C'est peut être plus protéger les soignants qui préparent et posent les perfs, qui en règlent le débit :
pas facile de passer à l'acte.
Quand on est soignant, difficile de passer "de la perf qui soigne à la perf qui tue" avec le regard; les mains, les corps des personnes qui souffrent tout en sachant que leur lutte et souffrance sont vaines inutiles.... mais qui gardent l' espoir du miracle.... nous le savons aussi.
que se passe t il, alors, dans ce jeu de dupe?
c'est une façon de se nier : on passe du soignant au soi niant.
qu'y a t il dans notre pratique à l'égard du patient, à ce moment là?
qu'est ce que prendre soin? quand un soignant comprend que l'acte de soigner ne sert a rien, qu'on le fait en attendant que le verdict médical tombe " vous pouvez l'endormir, la famille est au courant".......
certains sombrent dans le soi gnian gnian.
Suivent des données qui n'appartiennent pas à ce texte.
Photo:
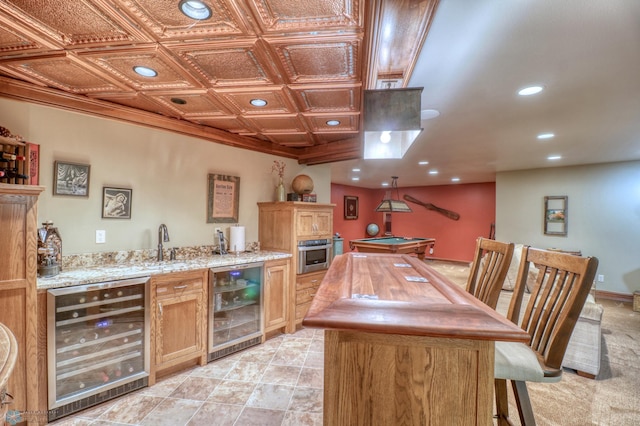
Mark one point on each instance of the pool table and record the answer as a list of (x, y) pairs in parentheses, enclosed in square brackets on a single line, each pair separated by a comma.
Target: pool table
[(402, 245)]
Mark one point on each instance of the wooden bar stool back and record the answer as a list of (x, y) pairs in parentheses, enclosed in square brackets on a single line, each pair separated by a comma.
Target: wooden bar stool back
[(489, 269)]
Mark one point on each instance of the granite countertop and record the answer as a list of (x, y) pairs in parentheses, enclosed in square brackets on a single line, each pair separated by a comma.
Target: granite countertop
[(95, 274)]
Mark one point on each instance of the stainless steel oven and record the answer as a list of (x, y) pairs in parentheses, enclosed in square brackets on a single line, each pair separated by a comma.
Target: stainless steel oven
[(313, 255)]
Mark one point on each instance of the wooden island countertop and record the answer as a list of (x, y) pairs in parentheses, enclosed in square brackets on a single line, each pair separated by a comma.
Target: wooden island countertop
[(404, 345)]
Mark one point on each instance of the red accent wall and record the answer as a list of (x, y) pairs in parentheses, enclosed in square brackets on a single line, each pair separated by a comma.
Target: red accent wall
[(475, 203)]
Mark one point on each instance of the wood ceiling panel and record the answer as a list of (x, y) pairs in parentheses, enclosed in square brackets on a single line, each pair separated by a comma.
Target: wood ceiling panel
[(190, 105), (320, 60), (239, 63), (347, 123), (138, 101), (310, 60), (73, 23), (278, 100), (121, 62), (63, 72), (328, 98), (285, 123), (277, 16), (164, 20)]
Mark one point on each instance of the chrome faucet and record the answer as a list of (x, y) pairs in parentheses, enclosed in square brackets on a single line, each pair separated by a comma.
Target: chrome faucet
[(163, 235)]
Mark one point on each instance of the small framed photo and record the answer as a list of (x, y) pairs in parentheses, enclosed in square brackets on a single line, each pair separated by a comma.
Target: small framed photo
[(223, 198), (116, 203), (555, 215), (350, 207), (71, 179)]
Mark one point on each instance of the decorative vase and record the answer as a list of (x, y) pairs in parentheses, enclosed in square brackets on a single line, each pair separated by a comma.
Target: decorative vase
[(280, 195)]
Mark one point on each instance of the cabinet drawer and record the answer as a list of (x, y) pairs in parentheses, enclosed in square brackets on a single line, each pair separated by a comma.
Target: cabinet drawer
[(309, 280), (178, 287), (305, 295)]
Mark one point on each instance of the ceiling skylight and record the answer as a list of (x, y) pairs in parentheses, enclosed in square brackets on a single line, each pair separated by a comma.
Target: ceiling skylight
[(530, 90)]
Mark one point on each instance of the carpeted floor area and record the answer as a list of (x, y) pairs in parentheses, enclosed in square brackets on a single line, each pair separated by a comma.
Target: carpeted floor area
[(613, 398)]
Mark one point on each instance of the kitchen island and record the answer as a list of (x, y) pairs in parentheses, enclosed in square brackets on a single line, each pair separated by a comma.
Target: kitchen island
[(404, 345)]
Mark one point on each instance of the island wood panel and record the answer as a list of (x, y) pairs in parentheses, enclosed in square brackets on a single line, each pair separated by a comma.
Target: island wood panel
[(399, 351), (18, 275), (407, 380)]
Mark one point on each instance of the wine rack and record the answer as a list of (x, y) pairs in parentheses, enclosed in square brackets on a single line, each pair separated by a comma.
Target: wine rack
[(235, 308), (98, 340), (14, 161)]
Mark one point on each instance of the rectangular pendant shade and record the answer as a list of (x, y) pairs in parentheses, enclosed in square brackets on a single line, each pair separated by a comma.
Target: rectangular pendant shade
[(391, 121)]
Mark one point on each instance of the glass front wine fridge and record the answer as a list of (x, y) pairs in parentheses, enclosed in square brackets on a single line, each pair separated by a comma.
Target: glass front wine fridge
[(235, 308), (98, 343)]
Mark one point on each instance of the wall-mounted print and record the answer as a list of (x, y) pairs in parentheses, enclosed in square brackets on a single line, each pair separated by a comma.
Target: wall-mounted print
[(222, 199), (555, 215), (71, 179), (350, 207), (116, 203)]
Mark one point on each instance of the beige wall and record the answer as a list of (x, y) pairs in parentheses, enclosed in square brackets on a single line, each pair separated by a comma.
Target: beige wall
[(603, 215), (166, 171)]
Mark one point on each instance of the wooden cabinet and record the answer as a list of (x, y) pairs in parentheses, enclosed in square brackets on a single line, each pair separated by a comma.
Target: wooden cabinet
[(276, 294), (179, 320), (314, 224), (306, 288), (18, 276), (281, 226)]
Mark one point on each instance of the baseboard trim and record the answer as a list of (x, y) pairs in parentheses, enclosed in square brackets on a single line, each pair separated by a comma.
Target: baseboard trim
[(616, 297)]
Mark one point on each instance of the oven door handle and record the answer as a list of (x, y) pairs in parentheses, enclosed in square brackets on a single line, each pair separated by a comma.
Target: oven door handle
[(309, 248)]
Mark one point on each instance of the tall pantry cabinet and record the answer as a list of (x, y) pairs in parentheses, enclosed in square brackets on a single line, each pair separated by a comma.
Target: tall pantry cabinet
[(281, 225), (18, 280)]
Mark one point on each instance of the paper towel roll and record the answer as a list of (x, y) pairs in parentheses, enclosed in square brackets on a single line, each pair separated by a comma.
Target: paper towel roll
[(236, 240)]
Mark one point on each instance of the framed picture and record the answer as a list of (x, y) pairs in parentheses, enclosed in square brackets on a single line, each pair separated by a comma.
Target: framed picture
[(555, 215), (222, 199), (116, 203), (350, 207), (71, 179)]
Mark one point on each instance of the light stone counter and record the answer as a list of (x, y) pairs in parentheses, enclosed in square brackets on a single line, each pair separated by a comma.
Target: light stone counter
[(95, 274)]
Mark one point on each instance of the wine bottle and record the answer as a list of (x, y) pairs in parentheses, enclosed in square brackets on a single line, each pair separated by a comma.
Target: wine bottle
[(12, 173)]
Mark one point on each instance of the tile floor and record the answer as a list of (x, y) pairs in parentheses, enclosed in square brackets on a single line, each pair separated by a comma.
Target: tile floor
[(277, 383)]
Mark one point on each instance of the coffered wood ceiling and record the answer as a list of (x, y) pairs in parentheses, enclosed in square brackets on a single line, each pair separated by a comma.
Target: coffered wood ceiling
[(310, 60)]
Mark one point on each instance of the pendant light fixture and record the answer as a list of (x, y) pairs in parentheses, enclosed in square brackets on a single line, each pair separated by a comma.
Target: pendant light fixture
[(391, 205), (391, 121)]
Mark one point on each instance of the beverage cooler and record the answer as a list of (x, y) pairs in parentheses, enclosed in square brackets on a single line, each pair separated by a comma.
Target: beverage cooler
[(98, 343), (235, 308)]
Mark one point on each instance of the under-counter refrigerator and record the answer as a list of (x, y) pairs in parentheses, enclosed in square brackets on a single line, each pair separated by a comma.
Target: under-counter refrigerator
[(97, 343), (235, 308)]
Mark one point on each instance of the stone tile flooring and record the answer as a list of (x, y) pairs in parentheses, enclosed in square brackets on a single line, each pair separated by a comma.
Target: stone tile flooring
[(277, 383)]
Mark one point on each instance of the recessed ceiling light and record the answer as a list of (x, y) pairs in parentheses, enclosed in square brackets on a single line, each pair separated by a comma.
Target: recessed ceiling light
[(145, 71), (428, 114), (530, 90), (195, 9), (258, 102), (545, 135)]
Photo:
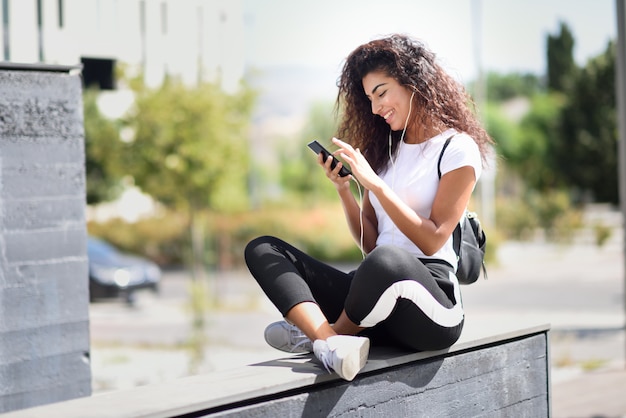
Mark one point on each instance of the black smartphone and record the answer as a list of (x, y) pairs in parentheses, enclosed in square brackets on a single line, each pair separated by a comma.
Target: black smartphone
[(318, 148)]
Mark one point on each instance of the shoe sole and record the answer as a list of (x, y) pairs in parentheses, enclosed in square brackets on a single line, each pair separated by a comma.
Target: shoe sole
[(353, 360), (303, 349)]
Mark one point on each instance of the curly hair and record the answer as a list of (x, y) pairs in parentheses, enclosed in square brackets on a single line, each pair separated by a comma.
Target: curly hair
[(442, 101)]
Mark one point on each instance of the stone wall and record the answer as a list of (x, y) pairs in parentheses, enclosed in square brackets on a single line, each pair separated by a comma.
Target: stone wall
[(44, 294)]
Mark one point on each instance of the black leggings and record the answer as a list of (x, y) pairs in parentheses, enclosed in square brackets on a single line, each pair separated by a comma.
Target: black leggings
[(400, 299)]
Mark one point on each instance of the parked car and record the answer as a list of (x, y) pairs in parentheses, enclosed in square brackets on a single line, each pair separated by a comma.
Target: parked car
[(113, 273)]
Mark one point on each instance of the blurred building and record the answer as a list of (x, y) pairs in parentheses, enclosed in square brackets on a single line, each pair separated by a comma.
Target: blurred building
[(191, 39)]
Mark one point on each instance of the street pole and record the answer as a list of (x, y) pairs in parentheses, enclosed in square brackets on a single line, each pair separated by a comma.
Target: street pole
[(620, 71)]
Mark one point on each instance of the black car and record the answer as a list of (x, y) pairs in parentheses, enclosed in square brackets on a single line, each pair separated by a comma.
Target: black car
[(114, 274)]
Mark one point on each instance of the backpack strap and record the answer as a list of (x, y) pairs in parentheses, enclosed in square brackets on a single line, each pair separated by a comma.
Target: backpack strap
[(445, 145), (456, 234)]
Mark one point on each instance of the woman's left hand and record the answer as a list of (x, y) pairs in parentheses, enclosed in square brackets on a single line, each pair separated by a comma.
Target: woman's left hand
[(358, 164)]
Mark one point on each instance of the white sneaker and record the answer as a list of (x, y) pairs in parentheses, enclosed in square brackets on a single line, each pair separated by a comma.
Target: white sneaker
[(345, 354), (286, 337)]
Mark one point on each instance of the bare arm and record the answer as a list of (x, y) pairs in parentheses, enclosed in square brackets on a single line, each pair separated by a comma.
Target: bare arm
[(352, 211), (429, 234)]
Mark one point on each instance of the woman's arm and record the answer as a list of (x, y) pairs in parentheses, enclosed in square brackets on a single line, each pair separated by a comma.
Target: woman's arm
[(357, 219), (352, 210), (429, 234)]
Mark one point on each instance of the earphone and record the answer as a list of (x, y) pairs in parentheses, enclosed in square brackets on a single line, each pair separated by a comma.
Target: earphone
[(393, 181), (393, 163)]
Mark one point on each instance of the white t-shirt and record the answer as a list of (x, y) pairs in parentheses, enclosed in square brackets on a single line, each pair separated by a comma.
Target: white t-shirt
[(413, 177)]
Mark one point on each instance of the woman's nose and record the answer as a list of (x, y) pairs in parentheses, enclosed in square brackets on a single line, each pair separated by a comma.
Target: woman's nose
[(376, 108)]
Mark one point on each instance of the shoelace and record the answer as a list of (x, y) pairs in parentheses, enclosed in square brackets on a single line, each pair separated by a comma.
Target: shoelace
[(297, 337), (326, 359)]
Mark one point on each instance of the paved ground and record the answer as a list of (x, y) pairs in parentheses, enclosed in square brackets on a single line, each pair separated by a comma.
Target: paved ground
[(577, 289)]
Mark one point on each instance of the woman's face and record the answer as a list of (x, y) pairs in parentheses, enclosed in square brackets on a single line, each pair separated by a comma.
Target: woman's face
[(389, 99)]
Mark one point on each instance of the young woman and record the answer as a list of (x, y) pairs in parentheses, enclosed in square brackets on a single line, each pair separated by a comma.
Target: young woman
[(398, 107)]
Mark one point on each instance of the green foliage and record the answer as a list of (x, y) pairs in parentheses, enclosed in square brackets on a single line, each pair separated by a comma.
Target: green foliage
[(503, 87), (190, 146), (103, 152), (551, 212), (162, 238), (561, 65), (585, 148), (300, 175), (535, 135)]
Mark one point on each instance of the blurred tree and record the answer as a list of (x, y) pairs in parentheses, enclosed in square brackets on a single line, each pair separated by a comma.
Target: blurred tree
[(299, 172), (561, 65), (585, 149), (190, 150), (537, 129), (103, 151), (503, 87)]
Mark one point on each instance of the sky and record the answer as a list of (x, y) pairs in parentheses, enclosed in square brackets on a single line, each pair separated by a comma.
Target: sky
[(512, 33)]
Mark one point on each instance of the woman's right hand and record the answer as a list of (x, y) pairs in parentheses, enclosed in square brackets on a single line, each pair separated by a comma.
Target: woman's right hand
[(341, 183)]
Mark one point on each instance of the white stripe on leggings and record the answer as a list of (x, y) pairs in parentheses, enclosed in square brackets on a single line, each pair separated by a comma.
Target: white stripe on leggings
[(416, 293)]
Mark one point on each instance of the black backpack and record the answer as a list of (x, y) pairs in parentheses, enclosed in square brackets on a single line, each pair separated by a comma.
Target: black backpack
[(469, 241)]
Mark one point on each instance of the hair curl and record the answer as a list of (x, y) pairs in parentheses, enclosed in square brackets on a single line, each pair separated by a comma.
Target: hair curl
[(442, 102)]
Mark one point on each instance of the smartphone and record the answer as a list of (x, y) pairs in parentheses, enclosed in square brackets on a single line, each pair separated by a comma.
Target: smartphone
[(317, 148)]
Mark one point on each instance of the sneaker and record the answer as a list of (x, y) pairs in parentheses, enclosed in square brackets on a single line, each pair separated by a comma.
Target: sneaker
[(286, 337), (345, 354)]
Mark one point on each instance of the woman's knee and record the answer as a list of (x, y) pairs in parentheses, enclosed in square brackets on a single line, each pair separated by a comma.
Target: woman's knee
[(255, 247), (384, 258)]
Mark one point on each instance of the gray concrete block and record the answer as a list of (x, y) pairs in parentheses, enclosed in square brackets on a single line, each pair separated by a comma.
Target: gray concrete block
[(26, 180), (44, 293), (500, 381), (26, 384), (44, 213), (28, 247)]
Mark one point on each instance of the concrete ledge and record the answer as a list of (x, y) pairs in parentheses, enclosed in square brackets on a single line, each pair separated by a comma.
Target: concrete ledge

parfois, les patients déposent leur dernier lien : soucis; regret, espoir et s'en vont dans la nuit, d'autres s'accrochent...
à ce qui rejoint votre dernier post sur le bonheur.....
voilà à brûle pourpoint ce que m'inspire votre réflexion
cela va faire 15 ans que je ne travaille plus en cancéro je suis toujours réveillée par les rêves de la poseuse de perfs que j'étais, alors.......
est ce qu'une loi sur l'euthanasie m' aurait empêchée de rêver, de me questionner, sur ma pratique, ma philosophie de soins
....non
mais je n'aurais pas peut être pas autant culpabiliser....surtout que c'est pareil en réanimation quoiqu'on n'en dise avec sous lettre.....
désolée si c'est lourd....
expérience vécue aussi en réanimation.